TL;DR
- Scenario: Multi-directory log collection, mark Header by log type, land to HDFS partition by event time
- Conclusion: Taildir Source + custom Interceptor extract JSON timestamp to write Header, HDFS Sink routes and rolls based on Header
- Output: A reusable “log collection→Header marking→partition by day landing→production nohup start” implementation template
Log Data Collection Summary
Summary First, Below is the Main Content
In Apache Flume, Interceptor is a key component of the data flow pipeline, allowing modification or filtering of events before they enter the Flume Channel. Through custom interceptors, you can implement specific business logic such as data filtering, field addition or modification, format conversion, etc. Custom Interceptor refers to user-written Java code to extend Flume’s functionality based on requirements, rather than using default interceptors.
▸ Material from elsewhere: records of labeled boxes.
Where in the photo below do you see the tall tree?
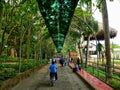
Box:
[102,0,111,81]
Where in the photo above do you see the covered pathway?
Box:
[11,64,93,90]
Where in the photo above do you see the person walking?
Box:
[50,61,58,80]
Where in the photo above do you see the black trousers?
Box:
[50,72,58,80]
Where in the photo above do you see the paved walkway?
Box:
[12,65,91,90]
[70,63,113,90]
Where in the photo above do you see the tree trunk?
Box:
[102,0,111,81]
[26,25,31,60]
[0,0,3,30]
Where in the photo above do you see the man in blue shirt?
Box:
[50,61,57,80]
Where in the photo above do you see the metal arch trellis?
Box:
[37,0,79,52]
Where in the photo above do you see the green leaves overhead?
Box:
[37,0,78,52]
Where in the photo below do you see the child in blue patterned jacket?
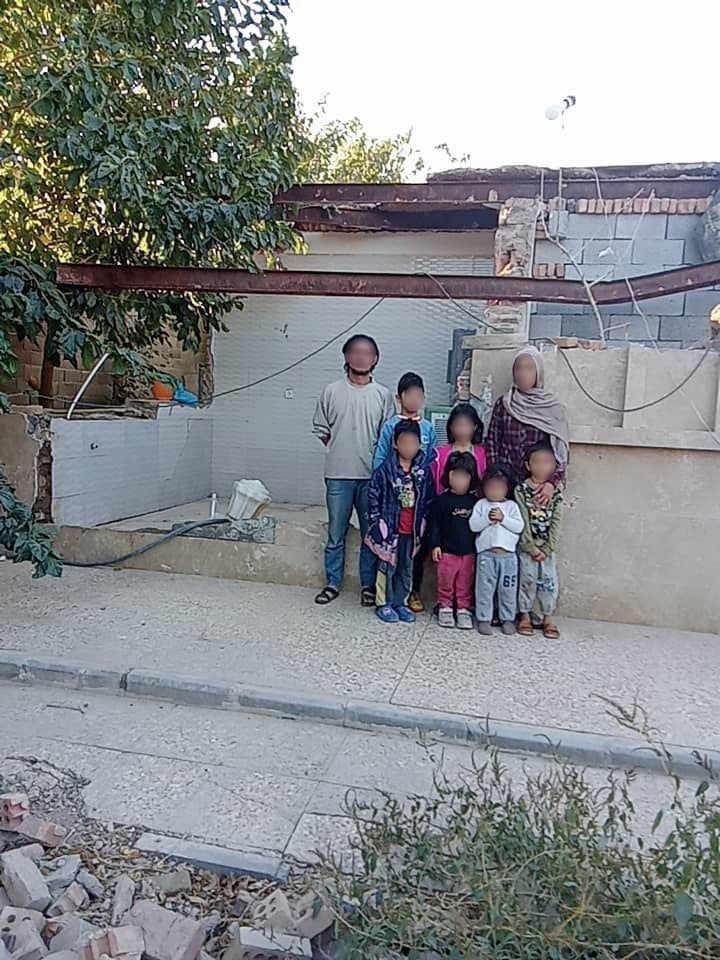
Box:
[365,420,434,623]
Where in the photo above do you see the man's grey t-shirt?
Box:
[313,377,395,480]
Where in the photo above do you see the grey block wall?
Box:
[530,213,720,348]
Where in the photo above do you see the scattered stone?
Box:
[153,867,192,897]
[0,907,45,933]
[45,854,82,897]
[0,850,50,911]
[80,926,145,960]
[0,793,30,831]
[15,843,45,863]
[45,914,102,956]
[18,813,67,847]
[232,927,312,960]
[4,920,48,960]
[293,890,335,940]
[47,881,90,917]
[76,869,105,900]
[251,890,296,934]
[110,873,135,926]
[127,900,205,960]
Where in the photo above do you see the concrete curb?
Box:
[0,650,720,779]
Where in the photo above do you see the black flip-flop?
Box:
[315,587,340,607]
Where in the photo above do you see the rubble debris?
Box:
[3,920,48,960]
[231,927,312,960]
[153,867,192,897]
[75,868,105,900]
[80,925,145,960]
[17,813,67,847]
[43,860,82,897]
[0,793,30,831]
[45,914,102,957]
[110,873,135,926]
[126,900,205,960]
[0,850,51,911]
[0,907,45,933]
[47,881,90,917]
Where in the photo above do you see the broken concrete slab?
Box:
[42,854,82,896]
[126,900,205,960]
[75,869,105,900]
[231,927,312,960]
[47,881,90,917]
[45,914,102,954]
[0,907,45,933]
[110,873,135,926]
[0,850,51,912]
[153,867,192,897]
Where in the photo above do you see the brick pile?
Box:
[0,793,334,960]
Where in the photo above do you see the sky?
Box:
[288,0,720,176]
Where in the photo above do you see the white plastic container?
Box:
[227,480,272,520]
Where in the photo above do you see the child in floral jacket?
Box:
[365,420,433,623]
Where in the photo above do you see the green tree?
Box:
[298,111,424,183]
[0,0,303,406]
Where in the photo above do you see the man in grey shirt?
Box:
[313,333,395,607]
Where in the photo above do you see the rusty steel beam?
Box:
[275,178,717,206]
[57,260,720,304]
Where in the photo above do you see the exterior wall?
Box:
[52,407,213,526]
[530,201,720,347]
[204,231,493,504]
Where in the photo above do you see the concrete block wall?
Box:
[530,208,720,348]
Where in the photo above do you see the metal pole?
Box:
[65,352,110,420]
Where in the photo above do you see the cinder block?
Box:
[565,213,612,240]
[685,290,720,317]
[0,850,50,912]
[529,313,563,340]
[632,237,685,265]
[660,314,710,343]
[667,213,702,240]
[615,213,668,240]
[582,239,632,264]
[126,900,205,960]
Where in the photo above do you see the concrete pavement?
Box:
[0,563,720,750]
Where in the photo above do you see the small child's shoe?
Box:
[394,607,415,623]
[375,604,400,623]
[438,607,455,627]
[408,590,425,613]
[458,610,472,630]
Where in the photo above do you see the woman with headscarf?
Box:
[485,347,569,507]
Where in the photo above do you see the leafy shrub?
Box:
[319,750,720,960]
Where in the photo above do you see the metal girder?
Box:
[57,260,720,304]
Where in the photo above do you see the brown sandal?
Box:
[518,613,533,637]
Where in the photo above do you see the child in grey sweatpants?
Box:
[515,443,563,640]
[470,463,523,636]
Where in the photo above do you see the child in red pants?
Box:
[429,452,478,630]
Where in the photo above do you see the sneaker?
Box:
[375,605,400,623]
[438,607,455,627]
[458,610,472,630]
[408,590,425,613]
[393,607,416,623]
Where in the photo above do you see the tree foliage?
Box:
[0,0,303,402]
[298,108,423,183]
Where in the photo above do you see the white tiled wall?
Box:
[52,407,213,526]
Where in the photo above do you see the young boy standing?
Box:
[515,441,563,640]
[365,420,433,623]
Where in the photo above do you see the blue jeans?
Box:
[325,479,375,590]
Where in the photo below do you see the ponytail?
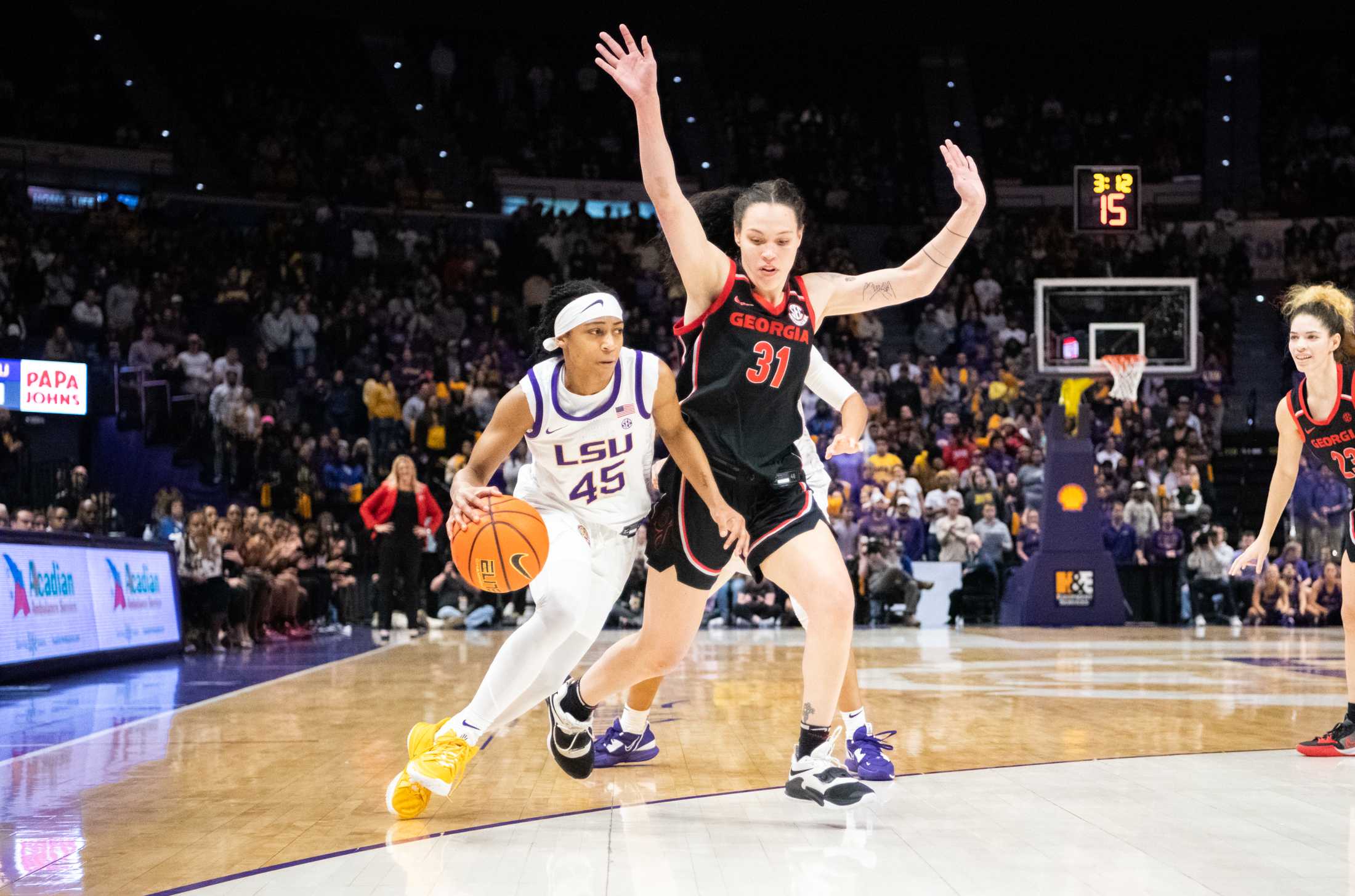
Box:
[1280,282,1355,362]
[528,281,621,365]
[649,177,807,288]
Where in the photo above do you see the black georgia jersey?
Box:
[1285,365,1355,488]
[673,259,814,478]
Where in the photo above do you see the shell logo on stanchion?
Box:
[1058,483,1086,512]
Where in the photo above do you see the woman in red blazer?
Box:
[358,454,443,641]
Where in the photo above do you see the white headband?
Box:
[541,293,626,351]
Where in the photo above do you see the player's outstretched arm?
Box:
[594,25,729,310]
[655,362,748,557]
[805,349,870,458]
[805,140,988,320]
[1228,398,1303,576]
[447,385,533,537]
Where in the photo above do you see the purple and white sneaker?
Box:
[594,719,658,769]
[847,724,899,781]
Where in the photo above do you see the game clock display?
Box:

- Use taildir source to monitor specified multiple directories, can add different Headers to logs from different directories
- On each directory can use regex to match multiple files
- Use custom interceptor, main function is to get timestamp from JSON string, add to event’s header
- hdfs sink uses information in event header to write data (control file writing location)
- hdfs file rolling methods (based on file size, based on event count, based on time)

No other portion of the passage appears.